By Michael Reid - 6 July 2016 5

Detective Superintendent Rod Smith, Bryan Roach and Tim Overall.

The drug ice is the chief target in the Dob in a Dealer campaign launched by Crime Stoppers in Queanbeyan on Wednesday.

The government-funded national campaign aims to halt the rise of methamphetamine activity across Australia.

It is based on the highly successful Crime Stoppers Victoria 2015 initiative, piloted in a several regional and remote centres, which resulted in a 155% increase in community information reports concerning ice.

Ice is a stimulant drug that speeds up the messages travelling between the brain and the body. It is a type of methamphetamine, which is generally stronger and more addictive and has more harmful side-effects than the powder form known as speed.

The name derives from its appearance; it usually comes as small chunky clear crystals that look like ice. It can also come as white or brownish crystal-like powder with a strong smell and bitter taste.

Devastating effects

Its other street names include crystal meth, shabu, crystal, glass and shard.

“We know that drugs such as ice are of serious concern to the community,” said Crime Stoppers Australia chairman Bryan Roach at the launch in Queanbeyan Park.

“Queanbeyan is well aware of the devastating effects of ice so we are asking all residents to help put a stop to the flow of drugs. Halting the spread of ice requires a whole-of-community response and the Dob in a Dealer campaign is specifically aimed at stopping the manufacture and supply of drugs.

“We hope this campaign will promote increased information reporting from the public. Every piece of information helps and will improve opportunities for police to target and arrest those criminals and organised crime gangs responsible for distributing ice in and around Queanbeyan.”

Crime Stoppers representatives in every state and territory will be working with community leaders and police over the next few months seeking information from the public on those they suspect are involved in the manufacture, trafficking and supply of ice and other illicit drugs.

Detective superintendent Rod Smith, the Monaro local area commander, also urged the community to get behind Dob in a Dealer and stem the flow of illicit drugs in the community.

Mobilise the public

“This campaign is about mobilising members of the public in the continued fight against ice in our community,” he said.

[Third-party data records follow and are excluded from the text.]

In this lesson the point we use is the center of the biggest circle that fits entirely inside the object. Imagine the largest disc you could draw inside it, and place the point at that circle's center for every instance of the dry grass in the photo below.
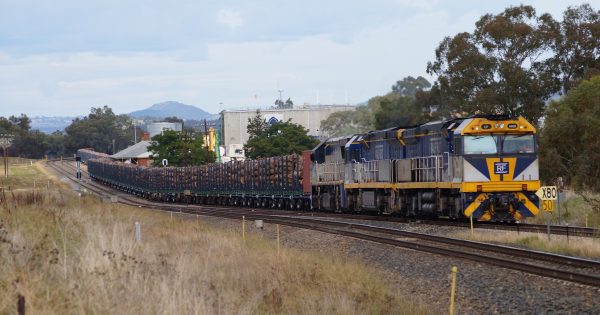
(574, 246)
(78, 255)
(23, 175)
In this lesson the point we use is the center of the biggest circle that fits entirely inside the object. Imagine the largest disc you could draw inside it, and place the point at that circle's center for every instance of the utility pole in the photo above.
(5, 142)
(280, 98)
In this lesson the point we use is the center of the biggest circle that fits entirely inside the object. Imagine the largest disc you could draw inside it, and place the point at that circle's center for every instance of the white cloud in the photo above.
(230, 18)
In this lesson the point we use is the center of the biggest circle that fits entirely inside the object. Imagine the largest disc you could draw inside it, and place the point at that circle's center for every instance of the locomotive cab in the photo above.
(500, 171)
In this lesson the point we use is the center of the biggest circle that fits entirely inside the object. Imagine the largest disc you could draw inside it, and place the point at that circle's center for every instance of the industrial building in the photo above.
(159, 127)
(235, 122)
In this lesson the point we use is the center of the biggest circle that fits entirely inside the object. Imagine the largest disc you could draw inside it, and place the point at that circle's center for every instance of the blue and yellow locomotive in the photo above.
(483, 166)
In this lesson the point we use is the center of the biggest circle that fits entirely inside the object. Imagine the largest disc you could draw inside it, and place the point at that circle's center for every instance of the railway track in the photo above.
(554, 266)
(519, 227)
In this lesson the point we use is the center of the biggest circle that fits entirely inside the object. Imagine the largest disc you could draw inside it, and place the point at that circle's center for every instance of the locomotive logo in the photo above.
(501, 168)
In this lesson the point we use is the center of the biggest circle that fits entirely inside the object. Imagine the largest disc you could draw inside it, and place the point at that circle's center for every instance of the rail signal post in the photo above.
(5, 142)
(78, 161)
(547, 195)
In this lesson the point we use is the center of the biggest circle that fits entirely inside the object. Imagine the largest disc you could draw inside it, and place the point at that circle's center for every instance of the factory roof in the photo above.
(138, 150)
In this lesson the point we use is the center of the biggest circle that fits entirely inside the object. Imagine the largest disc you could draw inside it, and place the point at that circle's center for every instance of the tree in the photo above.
(408, 103)
(569, 142)
(256, 125)
(500, 68)
(577, 45)
(278, 139)
(180, 149)
(98, 131)
(409, 86)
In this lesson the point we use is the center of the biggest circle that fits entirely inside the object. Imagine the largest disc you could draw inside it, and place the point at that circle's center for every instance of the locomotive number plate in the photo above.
(501, 168)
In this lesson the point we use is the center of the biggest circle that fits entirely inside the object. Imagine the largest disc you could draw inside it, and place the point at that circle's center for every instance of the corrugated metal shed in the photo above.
(136, 151)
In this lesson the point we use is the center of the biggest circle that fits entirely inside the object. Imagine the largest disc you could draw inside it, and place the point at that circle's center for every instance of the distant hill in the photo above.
(50, 124)
(171, 108)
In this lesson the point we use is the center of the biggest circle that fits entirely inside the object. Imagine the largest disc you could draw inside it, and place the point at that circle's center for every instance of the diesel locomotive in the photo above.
(482, 166)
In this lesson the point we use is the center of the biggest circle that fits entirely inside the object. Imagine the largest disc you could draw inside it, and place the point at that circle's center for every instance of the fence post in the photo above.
(138, 232)
(278, 247)
(244, 228)
(454, 271)
(471, 218)
(21, 305)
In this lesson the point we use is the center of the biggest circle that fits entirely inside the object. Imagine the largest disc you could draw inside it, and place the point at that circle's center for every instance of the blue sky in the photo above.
(62, 57)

“Crime Stoppers is committed to working with NSW Police, ACT Policing, the media and local residents to gather information anonymously,  which will help keep our community safe, reduce drug supply and drug related crimes.

“Time and time again we see the devastating impact prohibited drugs can have, not only on those who choose to consume them, but also on their family, friends and the wider community.

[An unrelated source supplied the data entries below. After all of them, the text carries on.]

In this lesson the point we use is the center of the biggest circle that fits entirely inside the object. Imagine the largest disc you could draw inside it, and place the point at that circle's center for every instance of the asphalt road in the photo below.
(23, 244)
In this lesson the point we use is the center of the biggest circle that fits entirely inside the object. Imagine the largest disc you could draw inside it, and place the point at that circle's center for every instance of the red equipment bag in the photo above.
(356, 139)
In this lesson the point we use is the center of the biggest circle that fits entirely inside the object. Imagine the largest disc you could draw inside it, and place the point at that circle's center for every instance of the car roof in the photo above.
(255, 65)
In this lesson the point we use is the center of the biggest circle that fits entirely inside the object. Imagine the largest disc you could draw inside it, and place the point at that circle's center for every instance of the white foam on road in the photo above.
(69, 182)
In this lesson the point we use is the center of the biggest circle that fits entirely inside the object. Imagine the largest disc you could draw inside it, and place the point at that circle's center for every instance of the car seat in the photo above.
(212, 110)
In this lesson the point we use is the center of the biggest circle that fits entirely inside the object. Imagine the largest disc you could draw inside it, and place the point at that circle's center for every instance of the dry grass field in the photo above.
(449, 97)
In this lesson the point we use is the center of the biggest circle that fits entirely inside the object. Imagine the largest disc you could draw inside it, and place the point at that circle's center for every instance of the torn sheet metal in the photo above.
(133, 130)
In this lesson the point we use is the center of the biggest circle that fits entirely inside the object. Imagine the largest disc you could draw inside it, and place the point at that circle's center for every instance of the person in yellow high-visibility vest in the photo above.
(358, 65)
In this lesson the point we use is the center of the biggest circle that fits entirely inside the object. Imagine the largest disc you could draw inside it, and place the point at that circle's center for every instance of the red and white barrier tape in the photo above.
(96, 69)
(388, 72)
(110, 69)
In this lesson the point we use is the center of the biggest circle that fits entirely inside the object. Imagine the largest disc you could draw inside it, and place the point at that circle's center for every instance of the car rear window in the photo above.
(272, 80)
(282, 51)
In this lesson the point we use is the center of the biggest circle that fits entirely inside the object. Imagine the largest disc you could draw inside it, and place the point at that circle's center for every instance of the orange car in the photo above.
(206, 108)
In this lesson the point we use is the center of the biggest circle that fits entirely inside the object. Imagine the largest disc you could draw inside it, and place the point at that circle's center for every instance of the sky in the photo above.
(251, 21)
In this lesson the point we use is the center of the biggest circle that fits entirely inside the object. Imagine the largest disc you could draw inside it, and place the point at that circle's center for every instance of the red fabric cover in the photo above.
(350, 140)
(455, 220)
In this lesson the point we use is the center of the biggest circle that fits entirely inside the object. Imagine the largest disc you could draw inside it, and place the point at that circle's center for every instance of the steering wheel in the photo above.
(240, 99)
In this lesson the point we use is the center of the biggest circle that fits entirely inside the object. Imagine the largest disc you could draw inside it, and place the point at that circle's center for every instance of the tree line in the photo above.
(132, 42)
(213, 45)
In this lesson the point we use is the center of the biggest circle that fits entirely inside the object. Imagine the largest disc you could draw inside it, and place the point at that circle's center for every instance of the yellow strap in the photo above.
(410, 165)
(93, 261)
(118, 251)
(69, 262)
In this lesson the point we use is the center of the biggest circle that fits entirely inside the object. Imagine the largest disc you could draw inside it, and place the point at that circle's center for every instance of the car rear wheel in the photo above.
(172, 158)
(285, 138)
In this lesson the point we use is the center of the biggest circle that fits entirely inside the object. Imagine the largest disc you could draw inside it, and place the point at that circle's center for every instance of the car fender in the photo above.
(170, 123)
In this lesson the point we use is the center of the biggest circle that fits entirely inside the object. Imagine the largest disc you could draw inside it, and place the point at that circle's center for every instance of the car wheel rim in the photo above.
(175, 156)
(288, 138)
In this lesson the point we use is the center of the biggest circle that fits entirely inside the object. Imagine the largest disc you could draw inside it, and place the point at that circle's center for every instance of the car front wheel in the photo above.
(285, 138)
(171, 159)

“Recent crime statistics – in both regional and metropolitan areas – show the record increase of amphetamine-related offences.

“NSW Police is committed to tackling this scourge head-on, but we need your help. Don’t underestimate the valuable contribution you can make through a simple call to Crime Stoppers. What you know could be the key to shutting down a dangerous drug house in your neighbourhood and making our community a safer place for everyone to enjoy.”

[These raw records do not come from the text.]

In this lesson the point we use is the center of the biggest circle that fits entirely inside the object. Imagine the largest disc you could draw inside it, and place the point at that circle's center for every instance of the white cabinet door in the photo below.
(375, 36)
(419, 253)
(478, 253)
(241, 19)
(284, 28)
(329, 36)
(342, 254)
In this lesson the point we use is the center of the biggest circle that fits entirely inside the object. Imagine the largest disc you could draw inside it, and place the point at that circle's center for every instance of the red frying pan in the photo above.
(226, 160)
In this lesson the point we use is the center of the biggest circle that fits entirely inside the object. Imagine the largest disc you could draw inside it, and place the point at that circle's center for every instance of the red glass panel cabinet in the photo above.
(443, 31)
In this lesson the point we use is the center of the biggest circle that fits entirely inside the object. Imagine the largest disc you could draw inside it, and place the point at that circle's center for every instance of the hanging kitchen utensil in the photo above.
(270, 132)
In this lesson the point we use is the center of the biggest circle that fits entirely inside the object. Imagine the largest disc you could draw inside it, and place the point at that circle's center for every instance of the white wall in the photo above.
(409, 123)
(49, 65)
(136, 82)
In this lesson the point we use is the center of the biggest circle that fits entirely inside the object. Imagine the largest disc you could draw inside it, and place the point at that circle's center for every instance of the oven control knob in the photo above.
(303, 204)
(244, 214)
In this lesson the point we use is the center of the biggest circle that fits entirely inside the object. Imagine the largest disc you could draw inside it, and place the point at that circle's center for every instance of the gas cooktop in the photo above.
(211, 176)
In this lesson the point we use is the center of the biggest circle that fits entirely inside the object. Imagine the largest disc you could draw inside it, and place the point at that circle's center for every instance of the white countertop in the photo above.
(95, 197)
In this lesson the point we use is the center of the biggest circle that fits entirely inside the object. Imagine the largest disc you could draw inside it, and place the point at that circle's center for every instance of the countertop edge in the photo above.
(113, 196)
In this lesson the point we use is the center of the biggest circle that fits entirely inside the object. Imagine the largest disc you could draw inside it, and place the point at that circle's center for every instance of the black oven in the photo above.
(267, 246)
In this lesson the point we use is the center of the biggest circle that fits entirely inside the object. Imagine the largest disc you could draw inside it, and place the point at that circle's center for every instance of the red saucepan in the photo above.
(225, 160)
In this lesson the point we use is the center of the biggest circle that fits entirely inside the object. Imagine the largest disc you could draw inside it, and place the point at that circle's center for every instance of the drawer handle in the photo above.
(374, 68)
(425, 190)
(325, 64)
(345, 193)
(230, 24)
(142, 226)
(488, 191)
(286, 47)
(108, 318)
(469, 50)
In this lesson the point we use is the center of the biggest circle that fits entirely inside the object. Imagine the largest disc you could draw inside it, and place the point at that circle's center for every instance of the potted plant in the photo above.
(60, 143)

If you think you have information about someone in your local community who is manufacturing or supplying illicit drugs, call Crime Stoppers on 1800 333 000 or online at act.crimestoppers.com.au. You can remain anonymous.

If you or someone you know is affected by drug use or addiction, please contact support services such as Queanbeyan Drug and Alcohol Services on 1800 809 423.

Crime Stoppers is a not-for-profit community organisation, helping to keep families and communities safe. It works closely with police to provide valuable information from the public to help solve crime. Any information you provide is anonymous.

Photo: from left, Monaro local area commander, detective superintendent Rod Smith, Crime Stoppers Australia chairman Bryan Roach, and Queanbeyan mayor Tim Overall.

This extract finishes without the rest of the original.